Fall of 2018 moved in with my girlfriend. We had previously talked about selling both her house and mine and buying a 3rd house together so she knew when I moved in I wasn't planning for it to be years. After I moved in we discussed buying that new house in fall 2019. She stated that she didn't want to move over the summer so we could do hiking trips and such. Fine, made sense. After we got back from a trip in the spring I said that we had some time between then and summer to look at houses now and see what we could find. Would that work? She said yes. We talked to a mortgage guy, a real estate agent, and found a house we liked (or so I thought). Bought the house and moved in May. We agreed before we moved that after that we could clean out her old house and sell it as soon as we could.

Shortly after moving she had buyers remorse. Her commute was longer and she couldn't stand it. Hated the neighborhood (why I don't know). Kept saying we moved to the suburbs and she left the city. We had moved all of 4 miles but now she had to get on a highway to go to work. Our wedding is planned for June 2020 and she now regretted buying a house before we got married as well. She never finished cleaning out her old house and continued to pay the mortgage on it while it sat empty. We fought all summer and I got laid off last July. While unemployed she pitched the idea of getting married for insurance. I initially agreed but as the fights continued and the courthouse appt got closer I eventually backed out. I said we needed to resolve the living situation first. 

Also she never finished unpacking when we moved. There are still boxes everywhere in the basement and nothing has moved or changed in months. She just stopped.

More months of fighting followed and she finally said she needed to not be emotionally involved with a house she hated so I agreed to refinance it and take her off the title and the loan. She signed the papers. Then said I needed to marry her before we could buy another house. In a moment of weakness I did and now I very much regret it.

Now she accuses me of ruining her credit because if she sells her old house her credit score will go down. She's now been paying a mortgage on an empty house for 8 months. She's purged none of her stuff (she's kind of a hoarder). Won't clean this house or organize it. Also caused property damage to it while I was out of town on a work trip a few months back. Threw stuff down the stairs and knocked holes in the walls.

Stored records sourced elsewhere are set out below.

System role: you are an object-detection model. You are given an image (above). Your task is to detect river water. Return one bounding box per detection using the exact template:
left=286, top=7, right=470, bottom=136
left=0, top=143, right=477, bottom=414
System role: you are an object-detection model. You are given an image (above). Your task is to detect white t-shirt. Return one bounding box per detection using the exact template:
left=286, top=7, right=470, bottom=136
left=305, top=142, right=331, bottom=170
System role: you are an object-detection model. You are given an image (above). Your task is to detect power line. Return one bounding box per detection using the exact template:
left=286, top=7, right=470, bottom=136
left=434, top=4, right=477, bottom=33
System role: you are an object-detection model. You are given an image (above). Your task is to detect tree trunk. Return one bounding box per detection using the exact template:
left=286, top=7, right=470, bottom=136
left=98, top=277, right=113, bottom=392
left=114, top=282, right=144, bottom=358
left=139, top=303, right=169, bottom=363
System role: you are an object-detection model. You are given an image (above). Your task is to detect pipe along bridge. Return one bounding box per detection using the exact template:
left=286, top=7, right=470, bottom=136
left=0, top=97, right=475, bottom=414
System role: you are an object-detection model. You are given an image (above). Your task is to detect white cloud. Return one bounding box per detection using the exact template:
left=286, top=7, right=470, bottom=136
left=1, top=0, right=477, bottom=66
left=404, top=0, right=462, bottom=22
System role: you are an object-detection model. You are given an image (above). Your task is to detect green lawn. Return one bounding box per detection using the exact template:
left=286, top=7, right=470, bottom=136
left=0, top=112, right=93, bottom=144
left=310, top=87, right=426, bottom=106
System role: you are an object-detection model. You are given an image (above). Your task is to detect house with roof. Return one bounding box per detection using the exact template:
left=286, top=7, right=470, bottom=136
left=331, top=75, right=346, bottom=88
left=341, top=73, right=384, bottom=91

So now she wants to move back to her old house which is the one thing I won't do. I've agreed multiple times to find a different house in her old neighborhood but she still won't sell the other one. Told me last night she may never be ready to give it up. I should also mention the old house is a piece of junk. It's a 1940s bungalow that's barely ever been updated. It needs new bathrooms, electrical, plumbing, kitchen, etc. It has very small closets and the basement is more or less unusable. My mom visited once and was appalled that I lived in it. It needs to be gutted at the very least and likely torn down. It was also dirty and my GF had let the dogs pee and poop all over rugs and tile and never really cleaned it. At one point I wiped windowsills and they were just black from dirt. The curtains are from the 80s. It's just gross basically. It needs new carpets and flooring too.

Right now she also doesn't pay any of the bills on the house we live in currently. I'm paying everything.

I'm in a mess and I have no idea how to get out.........:crying:


----------



## Diana7 (Apr 19, 2016)

Why oh why did you even consider marrying her when things were such a mess? She is such a mess?


----------



## sadandunsure (Mar 26, 2014)

Diana7 said:


> Why oh why did you even consider marrying her when things were such a mess? She is such a mess?


Because outside of living together we get along great. And I was a massive idiot. I should also add that even her father thinks I should leave her at this point.


----------



## Andy1001 (Jun 29, 2016)

sadandunsure said:


> Because outside of living together we get along great. And I was a massive idiot. I should also add that even her father thinks I should leave her at this point.


Your father in-law is correct. 
Who’s to say she won’t burn your house down the next time you’re not around?
Let her move back to her old house, change the locks on yours and start divorce proceedings. 
Oh and make sure your house is well insured......


----------



## Adelais (Oct 23, 2013)

sadandunsure said:


> I don't know if I need to vent or if there's any advice anyone can actually give on this but here goes. I've no idea what to do at this point and neither do any of my friends or family.
> 
> Fall of 2018 moved in with my girlfriend. We had previously talked about selling both her house and mine and buying a 3rd house together so she knew when I moved in I wasn't planning for it to be years. After I moved in we discussed buying that new house in fall 2019. She stated that she didn't want to move over the summer so we could do hiking trips and such. Fine, made sense. After we got back from a trip in the spring I said that we had some time between then and summer to look at houses now and see what we could find. Would that work? She said yes. We talked to a mortgage guy, a real estate agent, and found a house we liked (or so I thought). Bought the house and moved in May. We agreed before we moved that after that we could clean out her old house and sell it as soon as we could.
> 
> ...


You bought a house with her, even after you saw how she treated her own house?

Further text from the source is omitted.